E il design cos’è per lei?

Il design oggi esprime dei concetti, degli spaccati di vita, di cultura. Un po’ come diceva Hegel. Ma anche la moda dev’essere così. La moda ormai non fa più capi, ma esprime dei concetti che sono immersi nella contemporaneità.

 

Motori, fashion, cibo. Lei ama l’italianità. In che modo oggi si incentiva il Made in Italy? Spesso si pensa che un po’ si promuova da sola.

Se il Made in Italy si promuovesse da solo, non saremmo in questa situazione. È un falso mito pensare che non ci sia bisogno di alimentarlo. E, comunque, per me il Made in Italy è un concetto superato. La produzione per molte, moltissime aziende non è più italiana. Oggi si deve parlare di Italian Lifestyle, un concetto che racchiude il food, il fashion, le auto, il design. Si deve puntare a far conoscere lo stile di vita italiano. 

 

Su questo punto, cosa fare?

Dovremmo lavorare sulla ricettività. Abbiamo un’Italia con strutture degli anni ’70 e ’80, dovremmo incentivare alla loro ristrutturazione, per renderle competitive.
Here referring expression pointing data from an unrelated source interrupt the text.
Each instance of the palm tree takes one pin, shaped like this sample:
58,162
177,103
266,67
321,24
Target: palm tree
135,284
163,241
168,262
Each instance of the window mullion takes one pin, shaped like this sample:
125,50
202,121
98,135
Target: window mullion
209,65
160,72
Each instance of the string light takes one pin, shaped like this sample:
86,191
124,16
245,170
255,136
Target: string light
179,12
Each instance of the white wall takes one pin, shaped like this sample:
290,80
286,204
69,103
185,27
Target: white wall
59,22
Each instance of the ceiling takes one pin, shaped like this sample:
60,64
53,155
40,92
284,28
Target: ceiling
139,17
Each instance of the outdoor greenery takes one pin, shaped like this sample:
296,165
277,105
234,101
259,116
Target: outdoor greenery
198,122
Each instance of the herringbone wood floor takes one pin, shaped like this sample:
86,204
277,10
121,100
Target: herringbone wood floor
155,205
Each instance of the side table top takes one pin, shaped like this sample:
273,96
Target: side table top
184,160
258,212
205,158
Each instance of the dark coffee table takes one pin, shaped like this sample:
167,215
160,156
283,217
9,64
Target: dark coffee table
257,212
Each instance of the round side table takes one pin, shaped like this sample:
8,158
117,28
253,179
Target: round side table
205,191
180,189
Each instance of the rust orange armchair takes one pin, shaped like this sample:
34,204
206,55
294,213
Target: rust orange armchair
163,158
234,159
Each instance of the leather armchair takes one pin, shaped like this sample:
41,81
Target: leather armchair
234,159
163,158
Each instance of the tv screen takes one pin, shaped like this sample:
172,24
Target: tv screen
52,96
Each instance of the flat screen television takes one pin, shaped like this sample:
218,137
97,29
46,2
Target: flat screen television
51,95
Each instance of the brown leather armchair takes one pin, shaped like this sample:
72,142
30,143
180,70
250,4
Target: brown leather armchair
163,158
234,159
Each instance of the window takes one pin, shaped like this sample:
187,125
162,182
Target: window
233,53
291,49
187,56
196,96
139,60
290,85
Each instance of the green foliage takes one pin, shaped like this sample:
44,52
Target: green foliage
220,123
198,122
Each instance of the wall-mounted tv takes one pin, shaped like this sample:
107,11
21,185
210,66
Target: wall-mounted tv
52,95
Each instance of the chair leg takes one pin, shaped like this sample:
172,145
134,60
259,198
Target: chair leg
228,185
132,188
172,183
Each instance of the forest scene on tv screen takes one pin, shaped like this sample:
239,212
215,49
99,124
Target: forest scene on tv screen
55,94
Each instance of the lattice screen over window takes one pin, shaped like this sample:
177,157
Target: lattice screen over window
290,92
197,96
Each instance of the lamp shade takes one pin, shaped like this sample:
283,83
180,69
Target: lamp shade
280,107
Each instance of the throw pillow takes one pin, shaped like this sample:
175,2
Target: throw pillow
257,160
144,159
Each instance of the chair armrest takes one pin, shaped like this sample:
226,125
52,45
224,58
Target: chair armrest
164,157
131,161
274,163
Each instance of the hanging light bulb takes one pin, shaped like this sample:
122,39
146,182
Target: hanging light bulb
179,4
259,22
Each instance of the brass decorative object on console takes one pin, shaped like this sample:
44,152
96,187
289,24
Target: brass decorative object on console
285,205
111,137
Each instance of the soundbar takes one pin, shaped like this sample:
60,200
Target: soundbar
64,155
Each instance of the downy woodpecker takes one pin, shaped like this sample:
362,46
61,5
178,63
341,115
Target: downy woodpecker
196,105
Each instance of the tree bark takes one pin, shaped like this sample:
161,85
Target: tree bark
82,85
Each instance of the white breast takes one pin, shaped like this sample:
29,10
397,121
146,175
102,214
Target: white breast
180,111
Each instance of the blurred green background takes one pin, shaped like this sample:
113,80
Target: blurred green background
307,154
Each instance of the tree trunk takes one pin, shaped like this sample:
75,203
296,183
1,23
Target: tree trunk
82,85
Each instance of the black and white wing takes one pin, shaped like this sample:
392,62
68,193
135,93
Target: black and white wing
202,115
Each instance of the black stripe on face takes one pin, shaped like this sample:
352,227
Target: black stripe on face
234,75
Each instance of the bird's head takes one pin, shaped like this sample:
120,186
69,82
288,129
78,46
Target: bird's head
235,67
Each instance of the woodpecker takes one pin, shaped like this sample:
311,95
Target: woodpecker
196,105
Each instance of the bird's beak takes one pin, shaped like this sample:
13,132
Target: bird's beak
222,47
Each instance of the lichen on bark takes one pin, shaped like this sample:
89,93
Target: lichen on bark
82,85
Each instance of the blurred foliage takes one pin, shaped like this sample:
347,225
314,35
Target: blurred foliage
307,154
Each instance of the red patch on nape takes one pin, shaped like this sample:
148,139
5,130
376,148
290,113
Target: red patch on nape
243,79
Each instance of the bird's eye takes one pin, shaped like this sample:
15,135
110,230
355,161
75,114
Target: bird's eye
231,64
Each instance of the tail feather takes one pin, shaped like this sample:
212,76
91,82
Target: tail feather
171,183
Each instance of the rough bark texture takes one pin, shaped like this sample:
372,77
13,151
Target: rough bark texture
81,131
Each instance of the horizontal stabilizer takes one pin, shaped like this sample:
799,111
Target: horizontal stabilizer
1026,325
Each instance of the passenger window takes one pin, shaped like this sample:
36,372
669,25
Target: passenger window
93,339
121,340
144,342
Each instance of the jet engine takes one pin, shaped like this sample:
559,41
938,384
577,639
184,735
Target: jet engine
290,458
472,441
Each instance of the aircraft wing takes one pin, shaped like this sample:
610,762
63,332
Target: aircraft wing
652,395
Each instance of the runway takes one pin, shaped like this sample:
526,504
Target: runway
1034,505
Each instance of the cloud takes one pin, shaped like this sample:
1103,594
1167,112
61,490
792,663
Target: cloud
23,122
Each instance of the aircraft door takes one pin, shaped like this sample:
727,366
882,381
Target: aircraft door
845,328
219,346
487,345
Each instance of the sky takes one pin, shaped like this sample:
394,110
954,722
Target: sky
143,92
Hanno prezzi alti, ma sono datate. Seconda cosa: le infrastrutture, aeroporti, stazioni, autostrade. E infine il governo dovrebbe farsi promotore attivo del nostro lifestyle italiano. Come fanno gli Emirati Arabi. Loro non hanno niente ma portano lì chiunque, da qualunque parte del mondo.

Noi abbiamo la Motor Valley che consorzia: Ferrari, Maserati, Pagani, Lamborghini, Ducati e Dallara, che sono i brand di auto più importanti al mondo, ma dobbiamo portare le persone a scoprire questa realtà. Ci stiamo lavorando. Così come per la Food Valley. L’Emilia Romagna è una delle regioni in cui si mangia meglio in assoluto e in più ha dato i natali a Massimo Bottura, chef numero uno al mondo. Abbiamo delle perle incredibili e sistematicamente non riusciamo a valorizzarle. Ci dà quasi fastidio. 

 

Lei continua a ribadire l’importanza dell’Italian Lifestyle, ma cosa è il “modo di vivere italiano”?

Noi siamo molto più aristotelici di tanti altri. Ciò che è bello, è buono. Gli anglosassoni, gli orientali non hanno questo modo di pensare. L’italiano è elegante per definizione, è allegro per definizione. E poi c’è anche un fattore geomorfologico: viviamo nel mar mediterraneo in un microclima perfetto, in una nazione vulcanica, e tutto questo ci permette di dare sapore, colore, texture unici a tutto ciò che nasce dalla nostra terra. Lo stile di vita italiano è un modo di vivere, è qualcosa di irreplicabile, in nessuna altra parte del mondo.  

 

Lei ama molto l’Italia, poteva vivere ovunque ma non si è mai staccato dalla sua Bergamo e dalla sua Lombardia.

Io sono un bergamasco nel midollo: quando vedo il casello e la torre di Bergamo e dall’autostrada vedo città alta, inizio a sentirmi a casa. Però mi sento anche milanese di adozione. Resta la città che ha regalato il mondo a Trussardi.